スティア姉ちゃんは、両親が営んでいた武器屋を引き継ぎ、一人で切り盛りをしている。だが、良い武器のほとんどは大手の武器屋に流れ、うちのような小さい店には中々降ろしてもらえず、結果品揃えが悪い店はいつも閑古鳥が鳴いていた。
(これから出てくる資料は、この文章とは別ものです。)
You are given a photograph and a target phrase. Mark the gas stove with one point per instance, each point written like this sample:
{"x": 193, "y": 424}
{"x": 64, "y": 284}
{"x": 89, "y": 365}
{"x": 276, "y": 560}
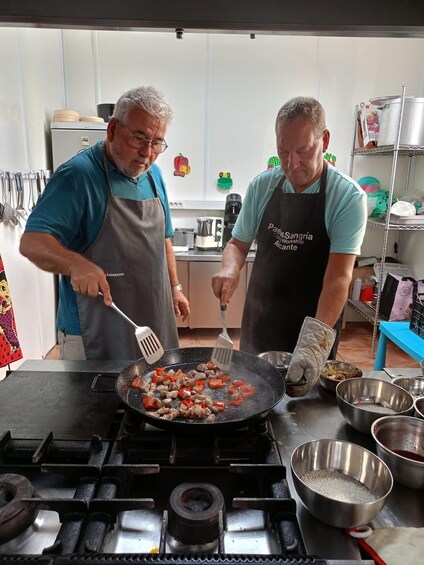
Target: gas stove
{"x": 84, "y": 479}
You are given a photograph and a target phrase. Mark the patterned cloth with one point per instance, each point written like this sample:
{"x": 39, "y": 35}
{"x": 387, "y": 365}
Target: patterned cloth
{"x": 10, "y": 349}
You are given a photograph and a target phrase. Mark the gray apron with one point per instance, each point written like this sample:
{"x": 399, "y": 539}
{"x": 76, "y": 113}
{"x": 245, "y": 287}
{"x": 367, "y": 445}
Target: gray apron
{"x": 130, "y": 248}
{"x": 288, "y": 270}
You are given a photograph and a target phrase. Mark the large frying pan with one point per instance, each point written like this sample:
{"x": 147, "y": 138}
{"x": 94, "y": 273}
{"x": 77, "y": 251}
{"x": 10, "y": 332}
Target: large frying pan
{"x": 269, "y": 384}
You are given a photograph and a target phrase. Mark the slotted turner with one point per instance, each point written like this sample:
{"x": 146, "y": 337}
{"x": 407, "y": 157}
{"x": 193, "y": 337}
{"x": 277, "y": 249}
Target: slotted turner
{"x": 147, "y": 340}
{"x": 223, "y": 350}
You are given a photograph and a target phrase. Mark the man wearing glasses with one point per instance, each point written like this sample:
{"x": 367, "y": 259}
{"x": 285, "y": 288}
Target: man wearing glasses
{"x": 103, "y": 223}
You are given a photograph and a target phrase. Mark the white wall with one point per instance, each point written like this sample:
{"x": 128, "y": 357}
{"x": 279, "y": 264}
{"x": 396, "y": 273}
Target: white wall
{"x": 226, "y": 91}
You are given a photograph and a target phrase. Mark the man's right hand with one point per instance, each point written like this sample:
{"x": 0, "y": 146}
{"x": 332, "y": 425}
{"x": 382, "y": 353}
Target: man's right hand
{"x": 89, "y": 279}
{"x": 225, "y": 282}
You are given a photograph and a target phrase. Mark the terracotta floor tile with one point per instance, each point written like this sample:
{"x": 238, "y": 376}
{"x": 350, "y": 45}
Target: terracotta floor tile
{"x": 354, "y": 347}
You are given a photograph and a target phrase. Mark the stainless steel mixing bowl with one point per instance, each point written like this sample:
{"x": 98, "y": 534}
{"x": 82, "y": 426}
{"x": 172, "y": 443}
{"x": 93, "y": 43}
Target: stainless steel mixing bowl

俺が戦士を目指しているのは、早く一人前の冒険者になって永遠の地下迷宮や、シャンシャーニの塔などを探索して古の魔法装備を手に入れたいからだ。そして、手に入れた装備は店に並べて、姉ちゃんの手助けをしたいと考えていたのだ。
「お金があればなぁ……。あ、そうだ!」
とその時、俺は昼間手に入れた薄汚れた指輪のことを思い出した。
ポケットから巾着を取り出し、中から指輪を出す。
こんな指輪でも磨いて綺麗にすれば、売れるかもしれない。
俺は布を持ってくると、指輪を磨き始める。
――きゅっきゅっ。
お、意外と綺麗に汚れが取れるな。もう少しこすってみよう。
――きゅっきゅっ。
丹念に磨いていくと、だんだんと青く光輝く宝石の光沢が現れてくる。
おお、これは磨きがいがあるぞ。
――きゅっきゅっ。
そして、1時間が経った。
「よし! これで完璧だ!」
俺は額の汗を拭い、やれやれと溜息をつく。
そこには、見事な光を放つ美しい青い指輪があった。
これなら、結構な値段がつきそうだ。
そう思った時だった。突然、指輪から眩い光が放たれ、部屋中が光に包まれた。
「な、なんだなんだ?!」
あまりの眩しさに俺は思わず目を閉じる。
そして、しばらく経つと光が弱まり、俺は恐る恐る目を開けた。そして、そのまま今度は目を見開く。
そこには、青い髪をした一糸まとわぬ美しい女性が居たからだ。
「私を綺麗にしてくれて、ありがとう」
ニコッと優しく微笑む可愛らしい女の子。
そのあまりの可愛らしさに、俺は恥ずかしさも忘れて彼女の裸を凝視していた。